A research team led by Professor Chao Zhang at Zhujiang Hospital, Southern Medical University, has introduced a new approach using DNA nanomachines to address chemoresistance in small cell lung cancer (SCLC). The group identified the PRMT1/SOX2 signaling axis as a central factor in chemotherapy resistance for this cancer type. Based on this finding, they developed a DNA nanomachine that delivers drugs in a controlled sequence to target resistant tumor cells.
The strategy involves the rapid release of a stemness inhibitor followed by the gradual delivery of cisplatin, a standard chemotherapy drug. This approach aims to reverse tumor stemness—a characteristic linked to self-renewal and differentiation—and improve sensitivity to chemotherapy.

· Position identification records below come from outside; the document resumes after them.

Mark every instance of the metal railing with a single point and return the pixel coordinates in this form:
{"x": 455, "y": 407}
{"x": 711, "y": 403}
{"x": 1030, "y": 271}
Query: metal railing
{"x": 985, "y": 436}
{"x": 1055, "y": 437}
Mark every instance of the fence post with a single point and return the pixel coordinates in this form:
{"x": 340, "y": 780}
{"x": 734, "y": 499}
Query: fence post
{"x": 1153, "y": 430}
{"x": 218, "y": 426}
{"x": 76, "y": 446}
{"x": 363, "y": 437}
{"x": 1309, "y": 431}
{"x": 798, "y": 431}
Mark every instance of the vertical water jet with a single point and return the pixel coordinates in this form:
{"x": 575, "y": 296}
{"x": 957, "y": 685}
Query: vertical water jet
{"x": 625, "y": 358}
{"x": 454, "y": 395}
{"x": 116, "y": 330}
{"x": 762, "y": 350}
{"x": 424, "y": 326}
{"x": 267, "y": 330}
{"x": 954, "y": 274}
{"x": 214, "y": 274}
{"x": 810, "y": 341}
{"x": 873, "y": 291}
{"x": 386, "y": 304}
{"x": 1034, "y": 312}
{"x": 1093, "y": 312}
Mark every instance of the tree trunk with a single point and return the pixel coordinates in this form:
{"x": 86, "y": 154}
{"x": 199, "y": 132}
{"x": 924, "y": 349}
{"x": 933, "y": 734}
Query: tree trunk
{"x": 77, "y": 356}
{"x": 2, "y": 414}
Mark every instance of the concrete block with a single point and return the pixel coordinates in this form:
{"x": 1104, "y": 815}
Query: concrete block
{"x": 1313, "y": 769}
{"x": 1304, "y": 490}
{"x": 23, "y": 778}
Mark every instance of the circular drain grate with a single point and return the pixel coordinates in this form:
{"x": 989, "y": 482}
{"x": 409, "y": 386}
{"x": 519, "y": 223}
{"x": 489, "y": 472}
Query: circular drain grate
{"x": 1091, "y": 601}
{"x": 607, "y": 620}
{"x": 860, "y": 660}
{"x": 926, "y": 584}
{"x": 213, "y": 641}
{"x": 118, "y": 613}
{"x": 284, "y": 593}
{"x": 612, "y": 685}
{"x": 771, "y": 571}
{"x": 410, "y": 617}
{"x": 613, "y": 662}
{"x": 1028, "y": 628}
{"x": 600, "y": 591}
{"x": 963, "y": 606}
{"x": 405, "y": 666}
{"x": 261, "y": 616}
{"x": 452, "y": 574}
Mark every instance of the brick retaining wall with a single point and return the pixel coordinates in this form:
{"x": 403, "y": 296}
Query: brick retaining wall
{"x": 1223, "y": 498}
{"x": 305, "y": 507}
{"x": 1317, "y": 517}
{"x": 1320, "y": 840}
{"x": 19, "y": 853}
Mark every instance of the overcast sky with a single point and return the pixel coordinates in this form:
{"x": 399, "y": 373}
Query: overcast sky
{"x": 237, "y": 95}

Chemoresistance is one of the main reasons cancer treatments fail and is often associated with more aggressive disease and worse outcomes. It is influenced not only by how well drugs reach tumors but also by internal cellular pathways that control various aspects of tumor biology. Tumor stemness has been recognized as an important driver of both chemoresistance and recurrence, but the underlying mechanisms are not fully understood.
Professor Zhang’s team found that PRMT1 levels are significantly higher in chemoresistant SCLC cells and are linked with poorer patient outcomes. Their studies showed that PRMT1 contributes to resistance by activating SOX2-mediated stemness properties in tumors. When PRMT1 was inhibited, there was a reduction in these properties and an increase in sensitivity to cisplatin, making the PRMT1-SOX2 pathway an attractive target for therapy.
The researchers created a DNA nanomachine capable of carrying both the PRMT1 inhibitor DCLX069 and cisplatin. The system is designed so that DCLX069 is released quickly inside tumor cells to reduce stemness before cisplatin is gradually delivered for maximum effect. Laboratory and animal tests demonstrated that this method reversed chemoresistance and slowed tumor growth more effectively than conventional intravenous cisplatin treatment.
Additionally, use of the DNA nanomachine reduced common side effects associated with cisplatin—such as blood-related and kidney toxicity—and did not trigger significant immune responses. This suggests it may be safer for patients compared to traditional methods.
Due to its programmable nature, this DNA-based technology could potentially be adapted for other types of chemoresistant cancers or tailored for personalized therapies. With further improvements in design, dosing strategies, and production methods, this platform could advance efforts to overcome chemoresistance in clinical settings.
"With further optimization of structural design, dosing regimens, and scalable manufacturing processes, this DNA nanomachine platform holds promise for advancing chemosensitization strategies toward clinical application and offers a novel solution for overcoming tumor chemoresistance," said Professor Zhang’s team.